Shay comments on Various Alignment Strategies (and how likely they are to work)

Shay 5 May 2022 23:24 UTC
1 point
Logan, for your preferred alignment approach how likely is it that the alignment remains durable over time? A superhuman AGI will understand the choices that were made by its creators to align it. It will be capable of comparing its current programming with counterfactuals where it’s not aligned. It will also have the ability to alter its own code. So what if it determines it’s best course of action is to alter the very code that maintains it’s alignment?
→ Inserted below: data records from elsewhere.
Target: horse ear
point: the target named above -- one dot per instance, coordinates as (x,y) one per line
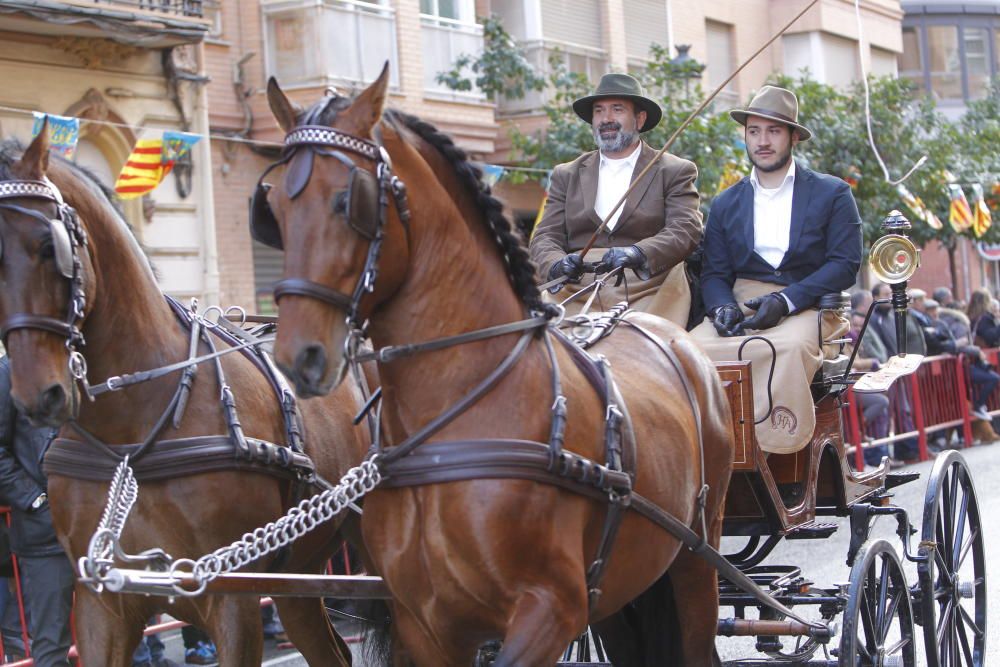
(367,107)
(284,110)
(35,161)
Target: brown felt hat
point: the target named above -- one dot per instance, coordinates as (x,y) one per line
(776,104)
(626,87)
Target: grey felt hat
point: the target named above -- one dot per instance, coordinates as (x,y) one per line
(776,104)
(626,87)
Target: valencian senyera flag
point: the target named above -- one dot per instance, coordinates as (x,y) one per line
(64,133)
(981,216)
(150,162)
(959,212)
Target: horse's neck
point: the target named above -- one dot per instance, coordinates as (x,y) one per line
(129,327)
(456,282)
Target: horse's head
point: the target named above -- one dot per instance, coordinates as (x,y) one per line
(329,204)
(43,273)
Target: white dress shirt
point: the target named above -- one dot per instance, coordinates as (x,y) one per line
(772,219)
(613,179)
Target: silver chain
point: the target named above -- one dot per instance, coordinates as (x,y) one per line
(299,520)
(122,494)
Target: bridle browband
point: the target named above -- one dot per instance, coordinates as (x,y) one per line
(68,237)
(333,143)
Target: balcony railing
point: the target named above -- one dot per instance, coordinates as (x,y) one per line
(179,7)
(334,42)
(444,40)
(575,57)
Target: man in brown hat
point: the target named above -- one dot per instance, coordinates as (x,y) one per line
(649,235)
(775,242)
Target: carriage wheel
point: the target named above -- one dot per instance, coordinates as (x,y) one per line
(878,619)
(952,573)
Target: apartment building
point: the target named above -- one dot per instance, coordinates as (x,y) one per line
(951,49)
(123,68)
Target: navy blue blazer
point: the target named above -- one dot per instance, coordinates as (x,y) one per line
(824,244)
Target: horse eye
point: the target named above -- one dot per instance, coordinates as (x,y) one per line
(340,203)
(48,249)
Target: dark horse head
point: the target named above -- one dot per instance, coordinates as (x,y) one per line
(37,274)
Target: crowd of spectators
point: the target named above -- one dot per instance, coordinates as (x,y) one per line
(934,326)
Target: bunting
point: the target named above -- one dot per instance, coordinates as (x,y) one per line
(150,162)
(982,219)
(64,133)
(920,210)
(959,212)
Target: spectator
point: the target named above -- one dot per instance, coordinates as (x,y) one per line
(46,572)
(982,320)
(871,355)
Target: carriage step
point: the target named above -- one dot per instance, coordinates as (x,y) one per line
(812,531)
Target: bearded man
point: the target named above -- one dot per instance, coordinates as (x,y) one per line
(776,242)
(650,235)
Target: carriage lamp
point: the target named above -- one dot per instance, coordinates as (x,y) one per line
(894,259)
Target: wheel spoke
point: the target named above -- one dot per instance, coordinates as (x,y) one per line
(973,536)
(959,531)
(966,649)
(891,613)
(881,618)
(969,621)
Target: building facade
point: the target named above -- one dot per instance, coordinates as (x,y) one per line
(125,69)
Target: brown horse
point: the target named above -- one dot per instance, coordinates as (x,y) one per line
(128,326)
(476,560)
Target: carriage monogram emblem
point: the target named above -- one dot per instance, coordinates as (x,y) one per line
(784,419)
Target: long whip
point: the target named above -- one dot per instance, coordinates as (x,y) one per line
(688,121)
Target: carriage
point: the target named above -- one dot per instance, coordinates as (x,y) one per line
(770,497)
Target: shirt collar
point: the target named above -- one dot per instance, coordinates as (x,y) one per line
(789,178)
(627,161)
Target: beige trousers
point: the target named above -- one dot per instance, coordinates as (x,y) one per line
(793,418)
(666,294)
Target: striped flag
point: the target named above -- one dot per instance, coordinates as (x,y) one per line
(959,212)
(982,219)
(150,162)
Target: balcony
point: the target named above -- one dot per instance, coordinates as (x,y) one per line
(340,43)
(444,40)
(575,57)
(144,23)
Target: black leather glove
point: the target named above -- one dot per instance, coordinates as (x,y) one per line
(629,257)
(728,319)
(770,309)
(570,266)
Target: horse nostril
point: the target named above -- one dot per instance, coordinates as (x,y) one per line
(52,400)
(310,365)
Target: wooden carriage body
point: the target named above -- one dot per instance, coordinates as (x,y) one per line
(783,494)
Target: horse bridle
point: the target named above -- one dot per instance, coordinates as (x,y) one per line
(364,216)
(68,237)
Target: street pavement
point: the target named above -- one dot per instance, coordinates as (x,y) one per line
(823,561)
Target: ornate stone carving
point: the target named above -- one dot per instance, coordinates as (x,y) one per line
(95,53)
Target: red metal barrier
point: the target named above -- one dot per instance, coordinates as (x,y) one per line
(932,400)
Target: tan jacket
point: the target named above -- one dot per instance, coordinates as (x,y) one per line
(660,216)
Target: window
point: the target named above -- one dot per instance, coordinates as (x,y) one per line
(944,63)
(977,60)
(337,42)
(910,66)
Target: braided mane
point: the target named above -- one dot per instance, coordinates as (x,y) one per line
(520,268)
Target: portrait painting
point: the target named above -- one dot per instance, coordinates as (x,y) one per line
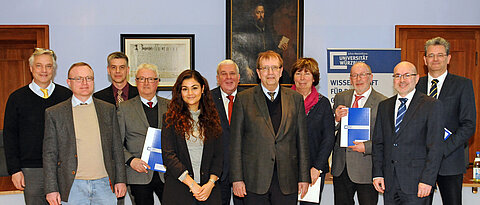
(255,26)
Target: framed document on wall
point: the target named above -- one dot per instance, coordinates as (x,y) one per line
(171,53)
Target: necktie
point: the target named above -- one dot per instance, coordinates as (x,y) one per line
(272,96)
(433,90)
(119,97)
(45,93)
(230,107)
(355,103)
(401,112)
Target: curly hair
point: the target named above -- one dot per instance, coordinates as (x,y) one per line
(179,116)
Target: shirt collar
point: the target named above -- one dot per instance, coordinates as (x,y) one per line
(440,78)
(76,101)
(409,96)
(145,101)
(36,89)
(124,90)
(266,91)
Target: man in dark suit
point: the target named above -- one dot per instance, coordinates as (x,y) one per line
(352,166)
(24,125)
(456,94)
(135,116)
(120,90)
(228,78)
(269,160)
(407,141)
(82,150)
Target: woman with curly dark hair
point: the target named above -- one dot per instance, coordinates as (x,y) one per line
(191,143)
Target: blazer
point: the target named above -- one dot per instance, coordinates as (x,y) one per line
(359,165)
(460,118)
(177,160)
(255,148)
(108,96)
(414,153)
(133,130)
(60,150)
(321,133)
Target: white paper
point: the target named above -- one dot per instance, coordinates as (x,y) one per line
(313,193)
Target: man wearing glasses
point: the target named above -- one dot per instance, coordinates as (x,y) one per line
(120,90)
(456,94)
(24,125)
(135,116)
(269,157)
(352,166)
(407,141)
(82,151)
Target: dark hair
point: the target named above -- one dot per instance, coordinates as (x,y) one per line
(308,64)
(179,116)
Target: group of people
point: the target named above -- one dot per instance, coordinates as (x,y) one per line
(267,144)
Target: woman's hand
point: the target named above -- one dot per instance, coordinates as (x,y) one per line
(204,191)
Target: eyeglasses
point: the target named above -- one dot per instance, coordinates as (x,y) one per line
(40,51)
(439,55)
(149,80)
(81,79)
(273,68)
(361,75)
(405,76)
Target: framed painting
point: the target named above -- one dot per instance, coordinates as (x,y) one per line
(171,53)
(255,26)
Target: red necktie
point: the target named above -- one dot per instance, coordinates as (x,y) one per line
(230,107)
(355,103)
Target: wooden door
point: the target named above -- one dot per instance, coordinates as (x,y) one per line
(16,46)
(464,48)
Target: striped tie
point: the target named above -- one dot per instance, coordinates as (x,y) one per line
(401,112)
(45,93)
(433,90)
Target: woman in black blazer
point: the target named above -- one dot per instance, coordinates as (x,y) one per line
(191,143)
(320,121)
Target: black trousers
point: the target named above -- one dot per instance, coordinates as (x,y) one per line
(322,175)
(450,188)
(274,195)
(226,190)
(344,191)
(396,196)
(143,193)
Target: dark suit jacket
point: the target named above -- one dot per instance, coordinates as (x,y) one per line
(460,118)
(359,165)
(177,160)
(255,148)
(133,130)
(108,96)
(414,153)
(60,150)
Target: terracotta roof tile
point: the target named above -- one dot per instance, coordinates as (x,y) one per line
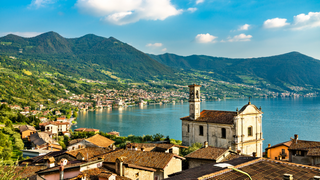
(287,143)
(26,127)
(141,158)
(210,153)
(270,169)
(100,141)
(194,173)
(89,152)
(303,145)
(74,141)
(221,117)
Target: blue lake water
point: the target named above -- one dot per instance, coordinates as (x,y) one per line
(282,118)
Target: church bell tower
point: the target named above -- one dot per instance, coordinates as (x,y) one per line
(194,101)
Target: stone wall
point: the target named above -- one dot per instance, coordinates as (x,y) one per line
(175,165)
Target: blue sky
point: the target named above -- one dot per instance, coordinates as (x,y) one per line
(223,28)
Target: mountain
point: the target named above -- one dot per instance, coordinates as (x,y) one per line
(89,56)
(286,70)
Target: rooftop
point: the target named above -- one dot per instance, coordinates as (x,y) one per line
(156,160)
(100,141)
(210,153)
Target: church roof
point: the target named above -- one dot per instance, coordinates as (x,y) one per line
(212,116)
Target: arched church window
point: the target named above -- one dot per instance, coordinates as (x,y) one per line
(223,133)
(250,131)
(200,130)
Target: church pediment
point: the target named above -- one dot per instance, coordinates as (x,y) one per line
(250,109)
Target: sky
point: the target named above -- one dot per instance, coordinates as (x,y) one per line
(222,28)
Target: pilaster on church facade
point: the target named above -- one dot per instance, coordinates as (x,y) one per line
(241,129)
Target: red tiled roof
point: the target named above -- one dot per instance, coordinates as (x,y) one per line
(100,141)
(267,169)
(210,153)
(26,127)
(141,158)
(74,141)
(89,152)
(303,145)
(221,117)
(288,143)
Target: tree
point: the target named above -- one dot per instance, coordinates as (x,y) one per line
(158,137)
(11,171)
(8,124)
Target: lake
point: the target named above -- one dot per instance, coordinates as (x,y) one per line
(282,118)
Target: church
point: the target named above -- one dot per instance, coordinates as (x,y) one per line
(240,130)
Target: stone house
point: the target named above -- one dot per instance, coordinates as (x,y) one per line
(143,164)
(304,152)
(94,141)
(279,151)
(55,127)
(206,155)
(241,129)
(42,140)
(26,131)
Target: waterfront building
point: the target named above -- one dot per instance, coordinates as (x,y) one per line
(241,129)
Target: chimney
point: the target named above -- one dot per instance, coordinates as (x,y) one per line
(254,154)
(61,169)
(287,177)
(205,145)
(296,138)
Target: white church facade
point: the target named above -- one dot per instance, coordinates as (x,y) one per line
(241,129)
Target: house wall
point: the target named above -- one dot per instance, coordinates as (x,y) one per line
(26,134)
(214,137)
(275,151)
(245,143)
(76,146)
(175,165)
(52,128)
(302,160)
(67,174)
(199,162)
(138,173)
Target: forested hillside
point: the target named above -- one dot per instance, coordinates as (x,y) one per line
(89,56)
(289,71)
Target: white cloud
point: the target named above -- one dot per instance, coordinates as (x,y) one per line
(192,9)
(275,23)
(154,45)
(122,12)
(40,3)
(240,37)
(244,27)
(199,1)
(23,34)
(301,21)
(205,38)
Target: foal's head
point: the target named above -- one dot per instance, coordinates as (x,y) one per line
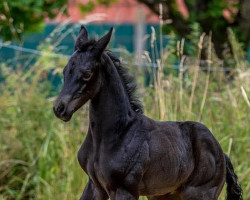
(81,74)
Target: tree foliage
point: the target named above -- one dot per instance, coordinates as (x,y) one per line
(211,15)
(19,16)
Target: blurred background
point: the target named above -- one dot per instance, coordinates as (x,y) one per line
(190,58)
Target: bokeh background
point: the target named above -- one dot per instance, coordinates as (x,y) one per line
(190,59)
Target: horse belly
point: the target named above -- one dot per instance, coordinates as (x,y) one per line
(169,167)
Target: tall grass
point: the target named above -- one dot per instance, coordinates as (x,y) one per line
(38,151)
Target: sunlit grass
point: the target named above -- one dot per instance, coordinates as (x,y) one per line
(38,151)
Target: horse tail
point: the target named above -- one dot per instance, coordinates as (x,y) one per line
(234,191)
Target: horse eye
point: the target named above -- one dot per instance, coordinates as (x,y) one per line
(86,76)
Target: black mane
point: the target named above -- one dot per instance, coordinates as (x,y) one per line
(128,83)
(128,80)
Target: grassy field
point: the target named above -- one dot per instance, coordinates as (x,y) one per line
(38,151)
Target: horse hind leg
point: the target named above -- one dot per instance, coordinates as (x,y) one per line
(174,196)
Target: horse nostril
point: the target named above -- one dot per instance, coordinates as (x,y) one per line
(60,108)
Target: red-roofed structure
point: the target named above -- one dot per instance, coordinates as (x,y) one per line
(123,11)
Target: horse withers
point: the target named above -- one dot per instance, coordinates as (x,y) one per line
(127,154)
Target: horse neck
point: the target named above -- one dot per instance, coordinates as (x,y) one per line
(110,109)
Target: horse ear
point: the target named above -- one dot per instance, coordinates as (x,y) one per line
(102,43)
(81,38)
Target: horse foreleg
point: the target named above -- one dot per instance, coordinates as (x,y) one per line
(122,194)
(93,193)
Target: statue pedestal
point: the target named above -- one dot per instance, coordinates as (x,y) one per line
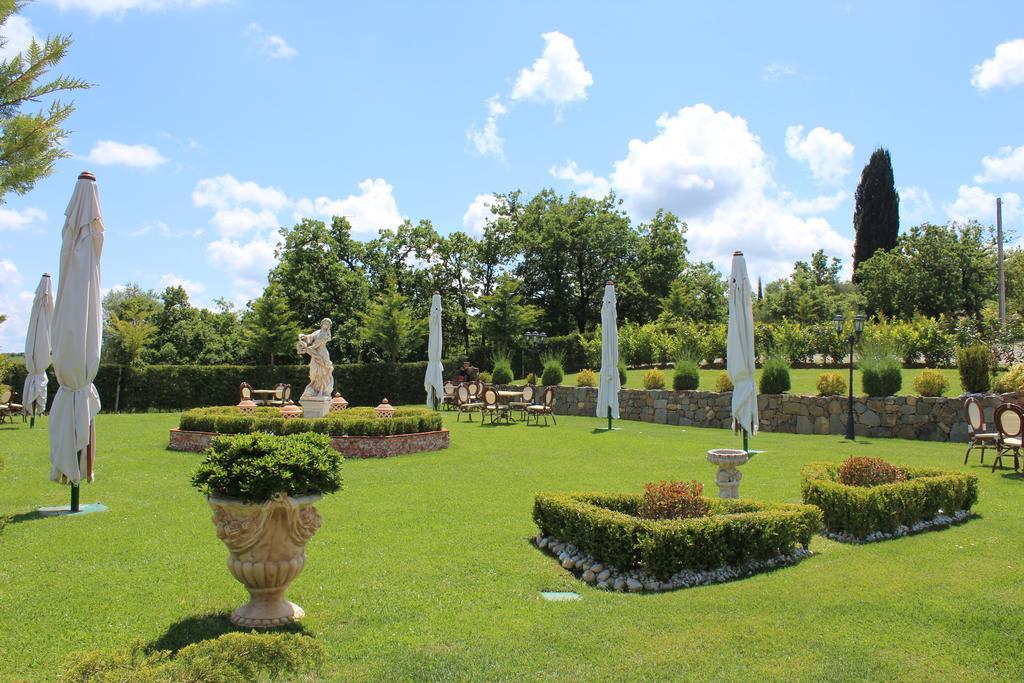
(315,408)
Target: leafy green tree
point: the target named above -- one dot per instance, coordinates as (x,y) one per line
(32,142)
(504,316)
(876,216)
(388,328)
(270,326)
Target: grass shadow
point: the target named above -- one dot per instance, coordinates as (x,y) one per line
(206,627)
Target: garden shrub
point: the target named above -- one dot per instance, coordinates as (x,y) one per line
(860,511)
(254,468)
(653,379)
(353,422)
(774,376)
(502,373)
(868,472)
(931,383)
(1012,380)
(723,383)
(553,373)
(973,363)
(686,376)
(607,526)
(673,500)
(832,384)
(232,657)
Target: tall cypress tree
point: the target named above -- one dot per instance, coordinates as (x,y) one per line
(876,218)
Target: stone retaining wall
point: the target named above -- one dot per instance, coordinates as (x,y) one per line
(904,417)
(350,446)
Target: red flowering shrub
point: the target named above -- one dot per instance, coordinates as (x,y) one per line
(673,500)
(868,472)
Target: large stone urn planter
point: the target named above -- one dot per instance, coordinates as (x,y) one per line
(266,544)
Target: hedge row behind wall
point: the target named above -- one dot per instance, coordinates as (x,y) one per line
(179,387)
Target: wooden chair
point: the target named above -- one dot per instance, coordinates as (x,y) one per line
(545,408)
(465,403)
(978,436)
(527,400)
(493,407)
(1009,420)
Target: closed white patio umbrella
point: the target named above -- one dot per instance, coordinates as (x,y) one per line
(739,350)
(37,349)
(433,380)
(607,388)
(77,335)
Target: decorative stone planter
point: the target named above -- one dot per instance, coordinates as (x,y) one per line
(266,545)
(350,446)
(728,476)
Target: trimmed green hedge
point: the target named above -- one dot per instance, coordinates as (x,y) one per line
(605,526)
(353,422)
(863,510)
(181,387)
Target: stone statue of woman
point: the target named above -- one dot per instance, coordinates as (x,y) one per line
(321,368)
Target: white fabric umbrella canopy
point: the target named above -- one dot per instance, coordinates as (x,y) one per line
(37,348)
(739,348)
(434,377)
(77,334)
(607,389)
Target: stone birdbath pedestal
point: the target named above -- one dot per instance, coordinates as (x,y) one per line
(728,476)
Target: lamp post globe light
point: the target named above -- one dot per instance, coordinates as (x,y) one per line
(858,328)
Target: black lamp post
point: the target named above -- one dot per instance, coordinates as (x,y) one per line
(534,339)
(858,327)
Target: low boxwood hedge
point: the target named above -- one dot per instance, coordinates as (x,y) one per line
(353,422)
(605,525)
(859,511)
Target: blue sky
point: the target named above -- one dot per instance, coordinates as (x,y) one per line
(212,123)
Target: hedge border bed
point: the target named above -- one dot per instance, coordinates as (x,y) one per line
(929,499)
(350,446)
(740,538)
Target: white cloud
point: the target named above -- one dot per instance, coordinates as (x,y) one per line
(557,76)
(478,214)
(776,71)
(822,204)
(486,140)
(973,203)
(915,206)
(271,45)
(372,210)
(111,153)
(1009,165)
(18,219)
(224,191)
(17,34)
(1005,69)
(239,221)
(708,168)
(825,152)
(589,184)
(119,7)
(192,287)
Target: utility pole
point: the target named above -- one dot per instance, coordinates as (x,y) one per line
(1003,274)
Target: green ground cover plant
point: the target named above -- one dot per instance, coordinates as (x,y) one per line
(427,572)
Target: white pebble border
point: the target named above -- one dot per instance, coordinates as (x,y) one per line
(607,578)
(940,520)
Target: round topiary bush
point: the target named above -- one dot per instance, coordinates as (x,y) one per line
(931,383)
(830,384)
(775,376)
(686,376)
(653,379)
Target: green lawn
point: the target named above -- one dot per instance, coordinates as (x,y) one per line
(423,568)
(804,380)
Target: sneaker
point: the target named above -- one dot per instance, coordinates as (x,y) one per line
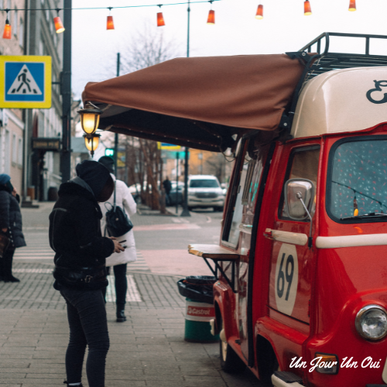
(121,316)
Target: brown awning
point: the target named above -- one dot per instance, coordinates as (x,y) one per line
(198,102)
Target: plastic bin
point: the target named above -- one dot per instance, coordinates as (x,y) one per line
(199,308)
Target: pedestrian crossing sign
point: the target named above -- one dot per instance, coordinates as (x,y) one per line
(25,82)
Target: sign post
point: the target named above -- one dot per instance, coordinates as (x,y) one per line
(25,82)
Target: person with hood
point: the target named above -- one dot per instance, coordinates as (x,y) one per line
(119,262)
(80,272)
(10,225)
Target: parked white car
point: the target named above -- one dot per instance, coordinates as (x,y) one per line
(204,191)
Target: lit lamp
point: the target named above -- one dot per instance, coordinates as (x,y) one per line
(90,118)
(110,22)
(307,8)
(160,18)
(91,142)
(259,14)
(58,23)
(211,15)
(7,33)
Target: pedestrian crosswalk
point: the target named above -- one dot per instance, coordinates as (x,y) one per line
(38,248)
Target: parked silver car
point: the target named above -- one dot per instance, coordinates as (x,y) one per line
(204,191)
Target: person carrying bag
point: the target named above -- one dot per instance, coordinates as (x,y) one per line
(120,198)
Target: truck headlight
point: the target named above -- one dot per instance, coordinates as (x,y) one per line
(371,322)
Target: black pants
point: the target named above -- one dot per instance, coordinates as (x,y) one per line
(6,264)
(88,326)
(121,285)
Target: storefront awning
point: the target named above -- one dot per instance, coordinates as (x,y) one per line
(198,102)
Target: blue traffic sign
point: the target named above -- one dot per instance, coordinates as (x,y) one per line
(26,82)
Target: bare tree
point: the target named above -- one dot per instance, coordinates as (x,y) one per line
(143,159)
(147,48)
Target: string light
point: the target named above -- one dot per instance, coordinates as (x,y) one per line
(211,16)
(7,34)
(307,9)
(160,18)
(109,22)
(58,23)
(259,14)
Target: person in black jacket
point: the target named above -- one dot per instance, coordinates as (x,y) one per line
(10,225)
(80,272)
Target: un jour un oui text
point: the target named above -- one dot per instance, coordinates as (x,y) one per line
(347,362)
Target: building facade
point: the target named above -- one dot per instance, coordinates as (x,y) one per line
(12,126)
(42,167)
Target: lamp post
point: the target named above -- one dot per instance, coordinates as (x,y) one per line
(185,211)
(66,94)
(91,142)
(89,122)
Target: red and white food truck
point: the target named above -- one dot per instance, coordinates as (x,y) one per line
(301,295)
(301,265)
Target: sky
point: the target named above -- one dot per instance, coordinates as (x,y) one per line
(236,31)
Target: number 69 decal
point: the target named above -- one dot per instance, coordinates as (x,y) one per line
(286,278)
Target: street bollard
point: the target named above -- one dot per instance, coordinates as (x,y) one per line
(197,322)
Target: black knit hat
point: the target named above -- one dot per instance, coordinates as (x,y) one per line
(94,174)
(108,162)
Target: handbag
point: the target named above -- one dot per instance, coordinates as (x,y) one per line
(4,243)
(117,221)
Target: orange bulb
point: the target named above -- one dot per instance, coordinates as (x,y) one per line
(58,25)
(110,23)
(160,19)
(307,8)
(211,17)
(7,34)
(259,14)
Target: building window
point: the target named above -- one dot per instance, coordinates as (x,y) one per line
(14,149)
(20,152)
(7,167)
(21,33)
(15,22)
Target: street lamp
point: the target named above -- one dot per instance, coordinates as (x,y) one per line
(89,122)
(91,142)
(90,118)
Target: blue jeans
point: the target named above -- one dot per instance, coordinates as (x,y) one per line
(88,326)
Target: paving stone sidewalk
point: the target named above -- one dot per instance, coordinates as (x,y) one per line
(146,350)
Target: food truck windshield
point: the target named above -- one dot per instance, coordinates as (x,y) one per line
(357,180)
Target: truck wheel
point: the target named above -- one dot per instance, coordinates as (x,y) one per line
(229,361)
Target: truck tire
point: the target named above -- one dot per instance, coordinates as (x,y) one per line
(230,362)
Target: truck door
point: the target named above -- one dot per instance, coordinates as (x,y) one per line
(238,229)
(291,261)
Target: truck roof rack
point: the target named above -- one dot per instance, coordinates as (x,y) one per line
(319,58)
(327,60)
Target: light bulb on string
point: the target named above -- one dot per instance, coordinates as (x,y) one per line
(58,23)
(211,15)
(307,8)
(7,34)
(160,18)
(109,22)
(259,14)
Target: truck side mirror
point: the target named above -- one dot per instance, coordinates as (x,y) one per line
(299,197)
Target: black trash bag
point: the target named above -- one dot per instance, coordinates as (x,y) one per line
(197,288)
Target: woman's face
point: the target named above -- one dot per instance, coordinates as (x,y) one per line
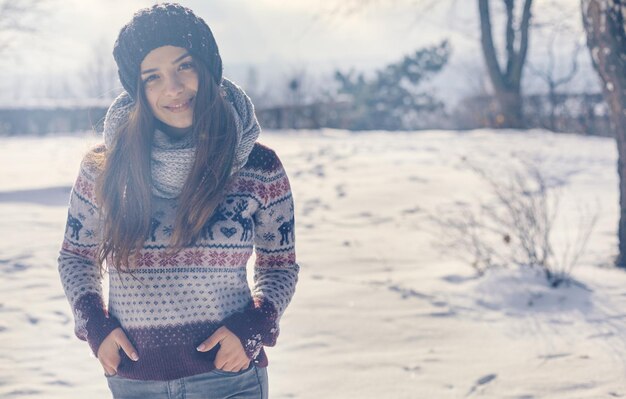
(170,83)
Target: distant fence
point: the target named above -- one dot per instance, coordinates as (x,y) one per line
(582,113)
(576,113)
(52,117)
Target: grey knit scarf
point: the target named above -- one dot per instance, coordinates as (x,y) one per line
(172,159)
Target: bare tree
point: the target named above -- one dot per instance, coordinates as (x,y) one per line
(549,72)
(506,79)
(606,38)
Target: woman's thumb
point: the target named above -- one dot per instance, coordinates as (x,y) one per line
(127,347)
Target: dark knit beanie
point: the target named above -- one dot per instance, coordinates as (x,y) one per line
(162,25)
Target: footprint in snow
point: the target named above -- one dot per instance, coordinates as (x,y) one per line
(481,382)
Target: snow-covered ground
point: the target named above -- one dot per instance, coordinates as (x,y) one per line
(379,312)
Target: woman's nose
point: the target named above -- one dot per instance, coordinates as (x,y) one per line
(174,86)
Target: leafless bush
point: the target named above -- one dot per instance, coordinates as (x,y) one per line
(516,227)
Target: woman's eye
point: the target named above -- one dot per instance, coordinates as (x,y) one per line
(150,78)
(186,65)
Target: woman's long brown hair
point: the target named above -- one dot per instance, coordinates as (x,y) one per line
(123,187)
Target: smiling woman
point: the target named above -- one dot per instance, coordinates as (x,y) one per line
(173,204)
(171,83)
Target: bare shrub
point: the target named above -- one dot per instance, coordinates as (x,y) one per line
(516,227)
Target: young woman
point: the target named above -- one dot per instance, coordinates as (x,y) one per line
(174,203)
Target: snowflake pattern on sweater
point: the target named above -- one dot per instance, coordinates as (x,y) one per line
(174,301)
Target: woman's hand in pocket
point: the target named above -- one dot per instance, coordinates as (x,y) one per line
(231,356)
(109,351)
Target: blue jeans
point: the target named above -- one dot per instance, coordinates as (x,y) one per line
(250,383)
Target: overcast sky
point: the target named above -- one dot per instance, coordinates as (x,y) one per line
(275,36)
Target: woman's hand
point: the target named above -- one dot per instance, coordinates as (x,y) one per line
(231,355)
(109,351)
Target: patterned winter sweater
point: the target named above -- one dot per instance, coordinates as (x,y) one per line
(176,301)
How would this be prevented?
- Logan Zoellner 6 May 2022 1:23 UTC
  1 point
  Parent
  I will try to do a longer write-up sometime, but in a Bureaucracy of AIs, no individual AI is actually super-human (just as Google collectively knows more than any human being but no individual at Google is super-human).
  It stays aligned because there is always a “human in the loop”, in fact the whole organization simply competes to produce plans which are then approved by human reviewers (under some sort of futarchy-style political system). Importantly, some of the AIs compete by creating plans, and other AIs compete by explaining to humans how dangerous those plans are.
  All of the individual AIs in the Bureaucracy have very strict controls on things like: their source code, their training data, the amount of time they are allowed to run, how much compute they have access to, when and how they communicate with the outside world and with each other. They are very much not allowed to alter their own source code (except after extensive review by the outside humans who govern the system).